Un premier sens étroit peut lui être conféré : l’industrialisme renvoie alors au système industriel de Saint-Simon (1760-1825), un aristocrate qui donnera naissance après sa mort au premier mouvement socialiste en France : le saint-simonisme. Saint-Simon forge le néologisme « industrialisme » en 1824 dans son ouvrage Le Catéchisme des industriels.

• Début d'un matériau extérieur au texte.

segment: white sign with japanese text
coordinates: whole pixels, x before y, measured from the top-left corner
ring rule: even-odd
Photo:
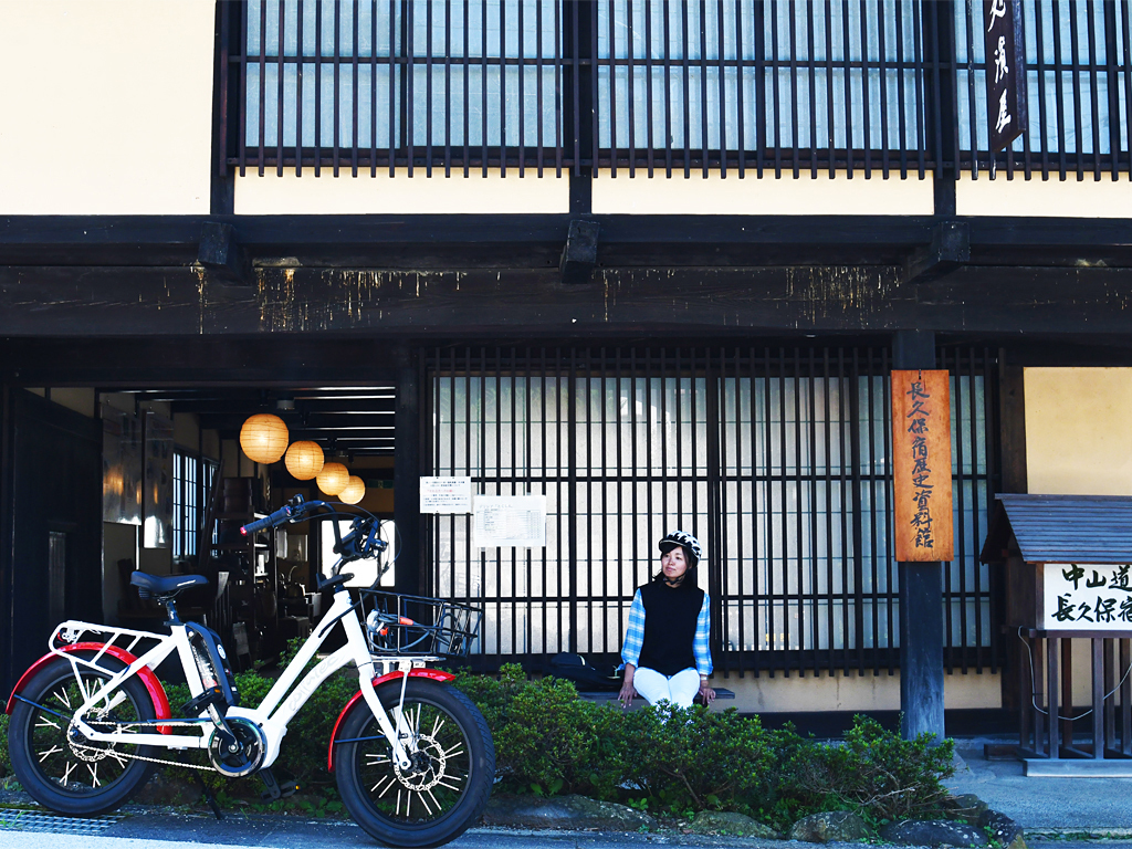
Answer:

Le terme sert à ramasser l’ensemble des nouvelles croyances du monde industriel : la foi dans le progrès, la croissance économique, la machine libératrice, l’industrie comme mode d’émancipation, etc.. L’industrie devait ainsi permettre pour ce penseur ainsi que d’autres après lui dans les milieux industriels, politiques et économiques de donner naissance à une société d’abondance et favoriser l’émancipation collective, cette vision contrastant largement avec les doutes qui accompagnaient la diffusion du productivisme. Cette conception du monde et de la société perdure encore et est profondément liée à la foi dans le progrès technoscientifique. Elle émane d’une longue construction idéologique façonnée par l’action de multiples institutions (scientifiques, politiques, médiatiques) qui a produit un consensus industrialiste. Cette propagande acharnée visant à faire de l’industrie le seul destin possible et pensable pour les sociétés humaines a aussi été réalisée par la délégitimation d’avis contraires attaqués et marginalisés.
L’industrialisme n’est donc pas qu’une idéologie mais bien un système qui conditionne l’ensemble d’une société et qui se généralise pour modeler l’ensemble des espaces et institutions faisant fonctionner les sociétés de masses, les macrosociétés. Cette massification entretient une mégamachine productrice de biens de consommation en masse mais aussi d’individus que les dominants du système industrialiste cherchent à standardiser, normer, fabriquer par des institutions comme l’école ou les médias de masse.
L’expression « industrialisme » porte en elle une vision négative qu’il ne faut pas négliger : elle péjore d’autres notions comme celle de « société industrielle ». Mais c’est tout son intérêt de dénoncer en même temps que de qualifier la réalité combattue. Non pas que celle-ci se réduise à ce seul aspect – l’industrialisme étant imbriqué dans bien d’autres systèmes de domination et d’aliénation – mais il est important de ne pas le négliger comme peuvent le faire certains partisans du développement technoscientifique et industriel qui voient en lui un facteur d’émancipation.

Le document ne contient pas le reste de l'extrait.